Repository files navigation

GirlsInsight

GirlsInsight is a Python tool for web scraping and sentiment analysis of GirlsChannel.net comments. By analyzing upvoted and downvoted comments, it evaluates themes, emotions, and cultural contexts to provide nuanced insights into online community sentiment. Designed for researchers, analysts, and developers, GirlsInsight simplifies the process of gathering, analyzing, and visualizing large datasets.

For detailed information about the technical implementation and methodology, please refer to our Technical Documentation.


Quick Start with Google Colab

The recommended way to use GirlsInsight is through Google Colab, which provides a ready-to-use environment with all dependencies pre-installed and asynchronous processing capabilities for optimal web scraping performance.

Step 1: Access the Notebook

Open the GirlsInsight Jupyter notebook in Google Colab by clicking this link: GirlsInsight Colab Notebook

Step 2: Set Up Gemini API

  1. Visit the Gemini AI API Key Page
  2. Generate your API key
  3. In Colab, click the key icon in the sidebar
  4. Add a new secret named GEMINI_API_KEY
  5. Paste your API key as the value

Step 3: Run the Notebook

  1. Run the API key test cell
  2. Execute the dependency installation cell
  3. Run the main script cell
  4. Follow the interactive prompts in the notebook

Features

  • Web Scraping: Automatically retrieves comments and metadata from GirlsChannel.net using BeautifulSoup.
  • Sentiment Analysis: Evaluates community consensus and disagreement by analyzing explicit user feedback through upvotes/downvotes, performing comment content analysis using OpenAI, Anthropic, or Gemini LLMs, conducting comparative analysis between highest and lowest rated comments, and providing quantitative scoring on a 0-10 scale.
  • Data Visualizations: Creates the following five data visualizations using Matplotlib and Seaborn:
    1. Most Upvoted Comments Bar Chart: Shows the distribution of positive ratings for the most highly rated comments in descending order.
    2. Most Downvoted Comments Bar Chart: Displays the distribution of negative ratings for the most poorly rated comments in descending order.
    3. Consistency Comparison Bar Chart: Compares the consistency scores between highly rated and lowly rated comment groups.
    4. Overall Agreement Pie Chart: Visualizes the overall level of community consensus by showing the proportion of agreement versus disagreement.
    5. Comment Frequency Line Chart: Tracks how many comments were posted over time, with automatically adjusted time intervals based on the data span.
  • Excel Export: Saves processed comments and analysis results in .xlsx format for further use.
  • Localized Interface: Outputs results in either English or Japanese, depending on your preference.

Alternative: Local Installation

While the Colab implementation is recommended for its asynchronous processing capabilities, you can also run GirlsInsight locally. Note that the local version (GirlsInsight.v1.0.1.py) uses synchronous processing to ensure discrete interactions with GirlsChannel.net.

Requirements

  • Python 3.7+
  • Internet connection
  • Dependencies from requirements.txt

Local Setup

  1. Clone the Repository
git clone https://github.com/JGKarlin/GirlsInsight.git
cd GirlsInsight
  1. Install Dependencies
pip install -r requirements.txt
  1. Configure Environment Create a .env file:
OPENAI_API_KEY=your_openai_api_key
ANTHROPIC_API_KEY=your_anthropic_api_key
GEMINI_API_KEY=your_gemini_api_key
  1. Run the Script
python GirlsInsight.v1.0.1.py

Usage

Menu Options

  1. Analyze a Specific URL

    • Enter a GirlsChannel.net topic URL
    • Choose output language and AI model
  2. Search by Keyword

    • Enter search term
    • Select date range
    • Choose language and AI models
  3. Help or Quit

    • Access help documentation or exit

Workflow

  1. Web scraping of comments and metadata
  2. Sentiment analysis using selected AI model
  3. Output generation in chosen language
  4. Data visualization
  5. Results export

Outputs

All results are saved in the outputs/ directory:

  • Excel files (comments_<query>.xlsx)

  • Text summaries (output_<query>.txt)

  • Data visualizations: (plot<query>.png and lineplot<query>.png)

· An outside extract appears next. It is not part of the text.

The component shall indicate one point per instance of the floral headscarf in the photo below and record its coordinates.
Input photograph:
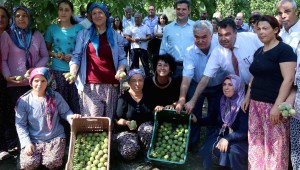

    最も高評価のコメント (Most Upvoted Comments): This visualization displays the distribution of upvotes across the most positively received comments, with the x-axis showing sequential comment numbers and the y-axis representing upvote counts. The declining pattern reveals how community approval is distributed. Higher values indicate stronger community agreement and support for particular viewpoints, while lower values suggest less enthusiastic but still positive reception. The slope of decline indicates how concentrated or dispersed community approval is across comments. This distribution helps identify the relative strength of community support for different perspectives within the discussion.

    最も低評価のコメント (Most Downvoted Comments): This visualization reveals the pattern of downvotes for the most negatively received comments, with downvote counts plotted against sequential comment numbers. Higher values represent strong community disagreement or rejection of certain viewpoints, while lower values indicate less intense but still negative reactions. The rate of decline between highest and lowest values shows how focused or distributed community disapproval is. This pattern reveals the relative intensity of opposition to different perspectives within the discussion.

    一貫性 (Polarization): This visualization compares consistency scores between highly rated and lowly rated comments on a scale of 0-10. The scores for positive and negative comments indicate how unified the community's voting patterns are in each direction. Higher consistency scores indicate strong community agreement in voting behavior, while lower scores suggest more varied reactions. The difference between positive and negative consistency scores reveals whether the community shows more unity in their approval or disapproval, providing insight into the nature of community consensus.

    全体的な合意度 (Overall Agreement Level): This visualization presents the overall distribution of community consensus, divided between agreement and disagreement portions. The relative sizes of these sections indicate the balance between unified and divided opinions within the discussion. Higher agreement percentages indicate stronger community consensus, while larger disagreement portions suggest more controversial or contested topics. The ratio between these values reveals the extent to which the community has reached consensus versus remaining divided on the discussion topic.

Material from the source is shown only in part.